A flac object with components:

coefficients

The coefficients of the parameter in the fitted model.

predict

A vector with the predicted probability of each observation

linear.predictors

A vector with the linear predictor of each observation.

prob

The p-values of the specific parameters

ci.lower

The lower confidence limits of the parameter.

ci.upper

The upper confidence limits of the parameter.

call

The call object.

alpha

The significance level: 0.95

var

The variance-covariance-matrix of the parameters.

loglik

A vector of the (penalized) log-likelihood of the restricted and the full models.

n

The number of observations.

formula

The formula object.

augmented.data

The augmented dataset used

df

The number of degrees of freedom in the model.

method

depending on the fitting method 'Penalized ML' or Standard ML'.} \item{method.ci}{the method in calculating the confidence intervals, i.e. profile likelihood' or `Wald', depending on the argument pl and plconf.

control

a copy of the control parameters.

modcontrol

a copy of the modcontrol parameters.

terms

the model terms (column names of design matrix).

model

if requested (the default), the model frame used.

Arguments

...

Further arguments passed to the method or logistf-call.

formula

A formula object, with the response on the left of the operator, and the model terms on the right. The response must be a vector with 0 and 1 or FALSE and TRUE for the outcome, where the higher value (1 or TRUE) is modeled.

data

A data frame containing the variables in the model.

model

If TRUE the corresponding components of the fit are returned.

control

Controls iteration parameter. Taken from logistf-object when specified. Otherwise default is control= logistf.control().

modcontrol

Controls additional parameter for fitting. Taken from logistf-object when specified. Otherwise default is logistf.mod.control().

weights

specifies case weights. Each line of the input data set is multiplied by the corresponding element of weights

offset

a priori known component to be included in the linear predictor

na.action

a function which indicates what should happen when the data contain NAs

pl

Specifies if confidence intervals and tests should be based on the profile penalized log likelihood (pl=TRUE, the default) or on the Wald method (pl=FALSE).

plconf

specifies the variables (as vector of their indices) for which profile likelihood confidence intervals should be computed. Default is to compute for all variables.

lfobject

A fitted logistf object.

Methods (by class)

  • flac(default): With formula and data

  • flac(logistf): With logistf object

Details

FLAC is a simple modification of Firth's logistic regression which provides average predicted probabilities equal to the observed proportion of events, while preserving the ability to deal with separation. It has been described by Puhr et al (2017).

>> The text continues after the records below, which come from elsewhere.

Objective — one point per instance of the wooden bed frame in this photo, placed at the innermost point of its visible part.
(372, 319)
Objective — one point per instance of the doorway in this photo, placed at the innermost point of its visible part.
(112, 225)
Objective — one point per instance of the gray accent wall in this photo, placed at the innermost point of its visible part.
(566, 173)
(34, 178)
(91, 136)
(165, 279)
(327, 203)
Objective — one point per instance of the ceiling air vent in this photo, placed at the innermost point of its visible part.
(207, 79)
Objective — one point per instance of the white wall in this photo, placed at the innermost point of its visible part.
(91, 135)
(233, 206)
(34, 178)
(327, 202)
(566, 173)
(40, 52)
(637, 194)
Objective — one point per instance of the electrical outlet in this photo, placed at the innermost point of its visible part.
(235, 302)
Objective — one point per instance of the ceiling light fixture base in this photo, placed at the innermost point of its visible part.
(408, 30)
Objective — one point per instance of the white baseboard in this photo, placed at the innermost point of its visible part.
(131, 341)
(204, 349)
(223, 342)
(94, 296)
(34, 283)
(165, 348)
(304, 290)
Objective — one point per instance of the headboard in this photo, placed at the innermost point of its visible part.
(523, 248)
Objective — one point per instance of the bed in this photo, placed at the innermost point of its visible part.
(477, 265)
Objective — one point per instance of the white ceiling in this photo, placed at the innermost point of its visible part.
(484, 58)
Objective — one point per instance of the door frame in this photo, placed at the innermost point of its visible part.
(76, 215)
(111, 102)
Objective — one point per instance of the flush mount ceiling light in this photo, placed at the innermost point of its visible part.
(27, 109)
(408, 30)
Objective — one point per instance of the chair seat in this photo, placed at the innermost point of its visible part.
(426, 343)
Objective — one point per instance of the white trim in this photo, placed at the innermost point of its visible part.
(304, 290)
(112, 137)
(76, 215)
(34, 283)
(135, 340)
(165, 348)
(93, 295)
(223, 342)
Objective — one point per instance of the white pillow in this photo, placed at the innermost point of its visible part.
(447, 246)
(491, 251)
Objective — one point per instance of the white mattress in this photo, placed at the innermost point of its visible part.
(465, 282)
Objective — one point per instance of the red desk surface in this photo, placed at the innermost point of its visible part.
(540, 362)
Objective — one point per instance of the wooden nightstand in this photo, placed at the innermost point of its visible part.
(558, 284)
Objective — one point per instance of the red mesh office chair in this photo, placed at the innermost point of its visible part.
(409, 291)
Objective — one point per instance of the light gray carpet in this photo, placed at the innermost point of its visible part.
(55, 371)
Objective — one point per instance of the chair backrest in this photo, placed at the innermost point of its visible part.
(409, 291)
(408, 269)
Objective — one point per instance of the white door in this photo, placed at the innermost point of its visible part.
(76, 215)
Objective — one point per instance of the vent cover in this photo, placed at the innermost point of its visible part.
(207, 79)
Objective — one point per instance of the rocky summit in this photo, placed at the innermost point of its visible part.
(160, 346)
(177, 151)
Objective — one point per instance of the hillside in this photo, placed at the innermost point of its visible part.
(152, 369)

The modified score equations to estimate coefficients for Firth's logistic regression can be interpreted as score equations for ML estimates for an augmented data set. This data set can be created by complementing each original observation i with two pseudo-observations weighted by \(h_i/2\) with unchanged covariate values and with response values set to \(y=0\) and \(y=1\) respectively. The basic idea of FLAC is to discriminate between original and pseudo-observations in the alternative formulation of Firth's estimation as an iterative data augmentation procedure. The following generic methods are available for ' flac's output object: print, summary, coef, confint, anova, extractAIC, add1, drop1, profile, terms, nobs, predict. Furthermore, forward and backward functions perform convenient variable selection. Note that anova, extractAIC, add1, drop1, forward and backward are based on penalized likelihood ratio tests.

References

Puhr R, Heinze G, Nold M, Lusa L, Geroldinger A (2017). Firth's logistic regression with rare events: accurate effect estimates and predictions? Statistics in Medicine 36: 2302-2317.

See Also

logistf() for Firth's bias-Reduced penalized-likelihood logistic regression.

Examples

Run this code
#With formula and data:
data(sex2)
flac(case ~ age + oc + vic + vicl + vis + dia, sex2)

#With a logistf object:
lf <- logistf(formula = case ~ age + oc + vic + vicl + vis + dia, data = sex2)
flac(lf, data=sex2)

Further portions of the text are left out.